Les émigrés gagnent au change
Pour les milliers d'émigrés qui viennent passer les vacances d'été en Algérie, c'est déjà la période du retour avec les tracasseries des réservations notamment et les longues listes d'attente pour ceux qui n'ont pas pris toutes les précautions. Ces derniers temps, de plus en plus d'émigrés repartent les bagages pleins. Tout y est, du démodulateur, au portable en passant même par les articles scolaires.
Comme à chaque été, le marché informel des devises connaît une activité particulière. Et les opportunités de «bonnes affaires» ne manquent pas aujourd'hui en Algérie. Il y a l'embarras du choix. Aux ports et aux aéroports algériens, la fin de l'été de ces dernières années, on assiste à un phénomène inverse, comme en témoigne le volume de bagages emportés au départ des émigrés. Finis donc ces petits souvenirs et ces petits cadeaux qu'on ramène dans un coin de valise et qui rappellent une fois rentré de vacances, l'air du bled. Les boutiquiers de souvenirs vous le diront, les affaires ne marchent plus comme avant.

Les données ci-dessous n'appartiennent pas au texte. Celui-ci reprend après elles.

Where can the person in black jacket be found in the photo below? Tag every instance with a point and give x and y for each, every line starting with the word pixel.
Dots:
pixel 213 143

Il est vrai que les ustensiles en cuivre bien ciselés, la bijouterie traditionnelle ou encore les objets sculptés en bois font toujours recette, mais ne constituent plus la tasse de thé des Algériens d'un été.

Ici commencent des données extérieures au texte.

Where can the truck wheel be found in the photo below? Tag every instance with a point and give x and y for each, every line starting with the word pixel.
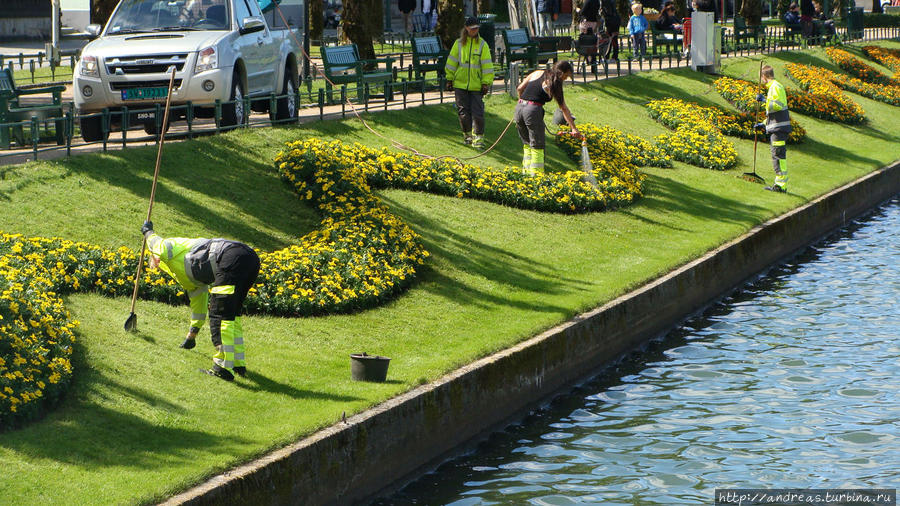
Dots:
pixel 92 129
pixel 234 113
pixel 286 107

A Constantine par exemple, le «nouveau Remblai» considéré il n'y a pas si longtemps comme le temple de la dinanderie et presque la Mecque des estivants algériens de la rive nord de la Méditerranée, qui se déplacent dans le Constantinois, est pratiquement boudé aujourd'hui au profit de la grande messe du marché de Tadjenanet et celui d'El-Eulma devenus l'étape incontournable avant le départ du pays pour un grand nombre d'émigrés. Les fins de semaines, Tadjenanet et El-Eulma, presque tous les jours, comptent toutes les immatriculations européennes (France, Belgique, Allemagne, Espagne...). Un tablier d'écolier made in China à 200 dinars, un pantalon pour 500 dinars, une veste pour le même prix, c'est toujours bon pour habiller son enfant pour la prochaine rentrée scolaire, pour une bouchée de pain.

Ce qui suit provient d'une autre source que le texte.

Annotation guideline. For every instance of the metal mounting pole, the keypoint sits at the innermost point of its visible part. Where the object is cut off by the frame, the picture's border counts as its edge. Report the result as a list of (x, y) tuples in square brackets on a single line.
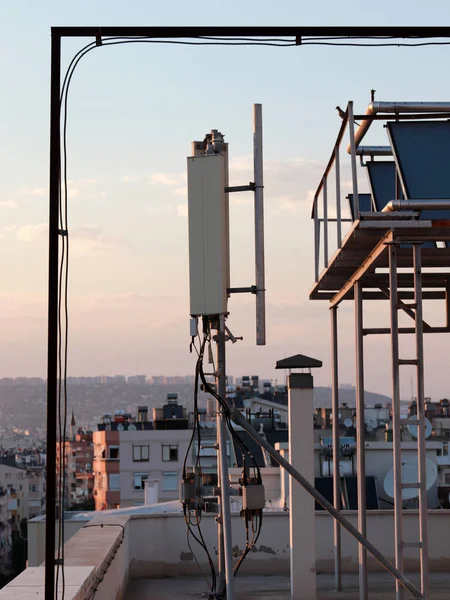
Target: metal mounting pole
[(337, 166), (396, 424), (259, 226), (53, 292), (423, 527), (336, 447), (351, 130), (325, 222), (360, 430), (224, 519)]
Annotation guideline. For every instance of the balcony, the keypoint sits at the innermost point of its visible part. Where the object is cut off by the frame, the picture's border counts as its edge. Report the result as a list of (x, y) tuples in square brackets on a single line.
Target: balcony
[(143, 554)]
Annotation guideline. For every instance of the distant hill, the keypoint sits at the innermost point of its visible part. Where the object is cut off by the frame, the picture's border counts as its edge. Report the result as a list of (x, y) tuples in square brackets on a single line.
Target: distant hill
[(322, 397)]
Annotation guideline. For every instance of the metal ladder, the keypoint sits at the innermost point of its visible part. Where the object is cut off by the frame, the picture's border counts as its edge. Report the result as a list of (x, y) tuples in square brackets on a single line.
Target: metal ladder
[(414, 310)]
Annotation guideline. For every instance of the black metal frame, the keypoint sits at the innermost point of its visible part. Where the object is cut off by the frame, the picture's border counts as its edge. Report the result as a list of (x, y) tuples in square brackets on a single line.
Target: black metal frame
[(55, 147)]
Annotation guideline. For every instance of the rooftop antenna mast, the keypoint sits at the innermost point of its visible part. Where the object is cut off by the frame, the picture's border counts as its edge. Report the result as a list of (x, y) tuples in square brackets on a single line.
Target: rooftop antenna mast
[(209, 265)]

Et pour ne pas gâcher ce plaisir, c'est toujours bon d'acheter un sac à main pour la petite, une parfaite imitation d'un produit de luxe parisien, un parfum qui sent toujours bon, malgré la contrefaçon ou encore un parapluie, une paire de bottes... Même les articles scolaires sont désormais de la partie. Aujourd'hui, on essaye de joindre l'utile à l'agréable, même s'il faut payer le supplément de bagages. C'est toujours un gain au change inestimable qui en bout de course finit par rentabiliser paradoxalement un «farniente» censé délier les cordons de la bourse.
Le millier de marchés informels disséminés sur tout le territoire du pays font pâlir de jalousie les braderies les plus courues en France ou ailleurs en Europe.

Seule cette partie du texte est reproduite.